Мелихов:Думаю, скорее последнее. Мне кажется, если ты иронически относишься к тому, что пишешь, ты не станешь писателем.
Гранин:Не к тому, что пишешь, а к ценности того, что написал. Это разница.
Мелихов:Но все-таки год сидеть над романом и думать, что он имеет небольшую ценность, – тогда и стимул пропадет…
Гранин:А почему? Книгу написал не бог весть, но пока писал, выкладывался. А потом прошел год – прочитал, – боже мой, да что же это такое?.. У меня бывали такие случаи.
Мелихов:Да бывает, конечно, такое, всегда бывает. Но покуда пишешь, нужна энергия заблуждения.
Гранин:Но и потом надо, в общем, знать свое место.
Мелихов:Наверно, так. Да только откуда мы можем знать свое место по-настоящему? Чехов, как видим, не знал. А многие наши малоодаренные коллеги ничуть не сомневаются в своей гениальности.
Гранин:Да, но все-таки: «Ты сам свой высший суд, взыскательный художник». И этот суд происходит. Мы иногда притворяемся, врем, но этот суд происходит. Я никогда не могу считать, что я классик или что я написал великую вещь. Ну не могу, и не хочу, мне легче и приятней думать: да, что мог, то сделал, что-то получилось, что-то не получилось… Такое отношение меня устраивает.
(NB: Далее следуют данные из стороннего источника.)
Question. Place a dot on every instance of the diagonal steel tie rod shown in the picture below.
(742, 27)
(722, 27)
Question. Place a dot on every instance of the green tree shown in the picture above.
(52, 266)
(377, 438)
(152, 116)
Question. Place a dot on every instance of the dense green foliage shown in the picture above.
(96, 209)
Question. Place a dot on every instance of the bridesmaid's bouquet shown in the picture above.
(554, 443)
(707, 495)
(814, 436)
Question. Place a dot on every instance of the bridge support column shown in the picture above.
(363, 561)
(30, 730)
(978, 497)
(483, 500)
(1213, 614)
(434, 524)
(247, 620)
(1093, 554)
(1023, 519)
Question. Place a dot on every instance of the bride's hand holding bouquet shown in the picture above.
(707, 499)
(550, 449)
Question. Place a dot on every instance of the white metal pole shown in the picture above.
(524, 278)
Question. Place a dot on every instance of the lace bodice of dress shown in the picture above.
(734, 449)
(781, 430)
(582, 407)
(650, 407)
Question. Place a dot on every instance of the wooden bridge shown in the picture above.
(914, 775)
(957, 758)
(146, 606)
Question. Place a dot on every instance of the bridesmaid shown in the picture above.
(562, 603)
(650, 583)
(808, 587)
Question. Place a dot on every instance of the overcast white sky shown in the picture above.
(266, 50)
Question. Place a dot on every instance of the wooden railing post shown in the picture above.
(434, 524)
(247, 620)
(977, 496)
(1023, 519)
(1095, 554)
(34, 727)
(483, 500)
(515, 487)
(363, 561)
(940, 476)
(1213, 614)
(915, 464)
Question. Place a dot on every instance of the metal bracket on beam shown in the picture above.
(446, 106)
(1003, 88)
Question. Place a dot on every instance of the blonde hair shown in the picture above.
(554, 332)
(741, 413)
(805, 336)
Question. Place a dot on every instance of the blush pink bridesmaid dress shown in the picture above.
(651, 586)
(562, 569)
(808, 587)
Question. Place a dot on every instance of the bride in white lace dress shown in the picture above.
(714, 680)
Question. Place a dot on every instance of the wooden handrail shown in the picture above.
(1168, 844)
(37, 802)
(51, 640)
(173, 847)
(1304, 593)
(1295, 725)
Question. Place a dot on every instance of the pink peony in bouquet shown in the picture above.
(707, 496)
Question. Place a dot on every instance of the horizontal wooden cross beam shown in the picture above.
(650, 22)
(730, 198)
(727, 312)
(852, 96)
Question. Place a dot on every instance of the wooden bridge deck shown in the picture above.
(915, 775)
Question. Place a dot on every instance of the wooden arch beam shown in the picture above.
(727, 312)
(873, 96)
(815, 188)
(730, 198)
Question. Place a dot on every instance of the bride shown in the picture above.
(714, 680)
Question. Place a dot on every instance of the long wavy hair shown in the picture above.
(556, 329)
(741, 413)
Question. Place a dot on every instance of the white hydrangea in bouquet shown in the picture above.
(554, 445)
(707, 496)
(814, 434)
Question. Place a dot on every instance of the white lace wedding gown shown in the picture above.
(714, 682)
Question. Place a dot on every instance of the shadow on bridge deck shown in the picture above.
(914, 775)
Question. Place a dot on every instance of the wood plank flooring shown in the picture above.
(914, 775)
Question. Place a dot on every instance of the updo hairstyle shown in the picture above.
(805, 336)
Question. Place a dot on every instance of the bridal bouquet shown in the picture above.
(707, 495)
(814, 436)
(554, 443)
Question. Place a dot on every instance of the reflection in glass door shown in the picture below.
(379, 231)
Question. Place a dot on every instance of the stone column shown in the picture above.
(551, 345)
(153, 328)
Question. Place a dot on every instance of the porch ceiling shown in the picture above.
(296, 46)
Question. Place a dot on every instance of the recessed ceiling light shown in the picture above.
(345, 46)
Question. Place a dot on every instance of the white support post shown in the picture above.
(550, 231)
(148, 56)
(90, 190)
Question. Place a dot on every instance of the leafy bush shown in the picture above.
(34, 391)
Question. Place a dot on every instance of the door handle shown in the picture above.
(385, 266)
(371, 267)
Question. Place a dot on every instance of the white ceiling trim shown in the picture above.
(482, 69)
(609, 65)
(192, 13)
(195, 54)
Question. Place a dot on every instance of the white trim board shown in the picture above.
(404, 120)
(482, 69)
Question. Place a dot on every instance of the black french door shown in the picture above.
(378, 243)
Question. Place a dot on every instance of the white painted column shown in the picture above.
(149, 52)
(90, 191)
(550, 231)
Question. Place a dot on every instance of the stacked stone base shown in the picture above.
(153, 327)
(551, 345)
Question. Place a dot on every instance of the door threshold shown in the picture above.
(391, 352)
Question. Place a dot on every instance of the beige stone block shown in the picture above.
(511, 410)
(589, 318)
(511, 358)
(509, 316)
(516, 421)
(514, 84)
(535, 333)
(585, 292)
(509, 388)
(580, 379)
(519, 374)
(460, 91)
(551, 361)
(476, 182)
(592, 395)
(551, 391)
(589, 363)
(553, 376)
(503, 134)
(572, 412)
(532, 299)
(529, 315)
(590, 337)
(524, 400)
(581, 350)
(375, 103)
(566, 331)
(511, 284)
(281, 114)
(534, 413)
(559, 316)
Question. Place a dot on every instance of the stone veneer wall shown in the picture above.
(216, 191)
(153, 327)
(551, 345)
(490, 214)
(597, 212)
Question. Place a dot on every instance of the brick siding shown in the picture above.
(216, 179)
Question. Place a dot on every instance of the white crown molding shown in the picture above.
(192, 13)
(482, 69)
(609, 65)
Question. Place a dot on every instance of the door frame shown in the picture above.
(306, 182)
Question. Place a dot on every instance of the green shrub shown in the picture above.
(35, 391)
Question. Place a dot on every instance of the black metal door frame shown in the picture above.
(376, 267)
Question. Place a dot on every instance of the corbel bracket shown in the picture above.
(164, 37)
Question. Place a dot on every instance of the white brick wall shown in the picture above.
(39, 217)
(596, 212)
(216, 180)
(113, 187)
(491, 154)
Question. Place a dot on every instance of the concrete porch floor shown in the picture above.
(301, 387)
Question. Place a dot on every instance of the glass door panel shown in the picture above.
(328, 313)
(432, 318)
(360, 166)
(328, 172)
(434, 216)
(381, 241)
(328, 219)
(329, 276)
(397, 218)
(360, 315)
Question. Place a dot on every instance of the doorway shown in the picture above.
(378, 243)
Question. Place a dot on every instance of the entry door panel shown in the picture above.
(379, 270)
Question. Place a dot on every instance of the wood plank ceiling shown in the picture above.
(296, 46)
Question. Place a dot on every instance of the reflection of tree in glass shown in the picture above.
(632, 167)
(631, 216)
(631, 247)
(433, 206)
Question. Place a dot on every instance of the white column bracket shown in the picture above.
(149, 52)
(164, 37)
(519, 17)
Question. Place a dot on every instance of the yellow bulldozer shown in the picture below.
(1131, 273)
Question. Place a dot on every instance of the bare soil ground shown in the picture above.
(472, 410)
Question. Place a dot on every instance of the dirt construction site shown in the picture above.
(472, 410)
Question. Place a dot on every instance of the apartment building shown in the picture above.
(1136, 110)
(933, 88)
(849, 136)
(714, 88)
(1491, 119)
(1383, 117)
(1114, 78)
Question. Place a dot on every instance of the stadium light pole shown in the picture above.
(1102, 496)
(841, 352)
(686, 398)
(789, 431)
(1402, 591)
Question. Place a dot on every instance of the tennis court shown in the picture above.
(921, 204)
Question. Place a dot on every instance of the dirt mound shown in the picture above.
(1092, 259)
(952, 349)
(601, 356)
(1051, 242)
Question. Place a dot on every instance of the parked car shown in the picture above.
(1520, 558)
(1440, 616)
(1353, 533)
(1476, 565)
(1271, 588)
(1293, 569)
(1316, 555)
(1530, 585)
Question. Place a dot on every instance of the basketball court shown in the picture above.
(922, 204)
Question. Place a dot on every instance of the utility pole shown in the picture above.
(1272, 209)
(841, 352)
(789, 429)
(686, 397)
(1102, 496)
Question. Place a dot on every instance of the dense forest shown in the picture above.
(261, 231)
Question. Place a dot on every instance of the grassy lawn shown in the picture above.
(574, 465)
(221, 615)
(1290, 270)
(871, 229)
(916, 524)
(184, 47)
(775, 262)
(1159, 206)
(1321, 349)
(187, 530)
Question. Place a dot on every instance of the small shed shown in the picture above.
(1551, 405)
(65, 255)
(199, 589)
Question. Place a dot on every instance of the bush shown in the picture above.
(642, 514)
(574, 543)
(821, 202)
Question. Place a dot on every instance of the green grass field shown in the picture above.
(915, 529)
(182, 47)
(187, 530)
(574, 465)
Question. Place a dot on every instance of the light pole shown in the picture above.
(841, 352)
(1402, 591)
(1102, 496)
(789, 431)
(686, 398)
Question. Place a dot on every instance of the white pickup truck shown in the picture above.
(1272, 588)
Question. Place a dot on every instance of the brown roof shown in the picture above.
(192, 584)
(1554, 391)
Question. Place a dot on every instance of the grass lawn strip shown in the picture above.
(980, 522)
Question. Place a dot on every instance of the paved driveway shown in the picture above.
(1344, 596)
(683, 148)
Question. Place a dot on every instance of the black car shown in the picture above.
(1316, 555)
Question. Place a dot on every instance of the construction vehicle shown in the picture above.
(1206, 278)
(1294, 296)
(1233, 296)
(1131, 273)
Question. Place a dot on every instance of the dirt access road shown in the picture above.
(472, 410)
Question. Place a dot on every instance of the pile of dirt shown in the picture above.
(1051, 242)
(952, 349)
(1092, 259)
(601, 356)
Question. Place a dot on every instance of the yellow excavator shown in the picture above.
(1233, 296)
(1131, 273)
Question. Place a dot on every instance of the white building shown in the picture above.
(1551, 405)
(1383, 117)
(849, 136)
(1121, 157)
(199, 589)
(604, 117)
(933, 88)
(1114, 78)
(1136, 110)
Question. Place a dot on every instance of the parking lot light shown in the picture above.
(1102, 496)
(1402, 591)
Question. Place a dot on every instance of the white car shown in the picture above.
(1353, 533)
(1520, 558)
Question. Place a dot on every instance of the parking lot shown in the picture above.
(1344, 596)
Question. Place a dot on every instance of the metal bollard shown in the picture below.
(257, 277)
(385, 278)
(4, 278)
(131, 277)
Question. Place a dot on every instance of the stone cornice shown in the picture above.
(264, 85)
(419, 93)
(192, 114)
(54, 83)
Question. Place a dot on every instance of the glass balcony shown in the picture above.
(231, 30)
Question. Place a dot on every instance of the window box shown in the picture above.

Мелихов:Здорово. То есть вы для себя бессмертия не хотите?
Гранин:Бессмертия?
Мелихов:Да.
Гранин:Не получается, Саша. Я хочу, но не получается.
Мелихов:Все-таки достижение без признания грустная вещь… Я всегда воспринимал судьбу Менделя, который открыл законы наследственности, но не был признан, как трагедию.
Гранин:Так таких много случаев. Попов – радио.
Мелихов:И это тоже обидно. Но все-таки Попов признание коллег обрел, он не получил только Нобелевскую премию. Хотя и это обидно. Булгакова приводила в отчаяние каждая зарубленная пьеса, хотя пьесы его теперь идут с огромным успехом. Тоже достижения без признания.
Гранин:Вот это вопрос, между прочим. Может быть, он верил, что признание будет.
Мелихов:Это и давало ему силы – надежда на посмертное признание, я об этом и говорю.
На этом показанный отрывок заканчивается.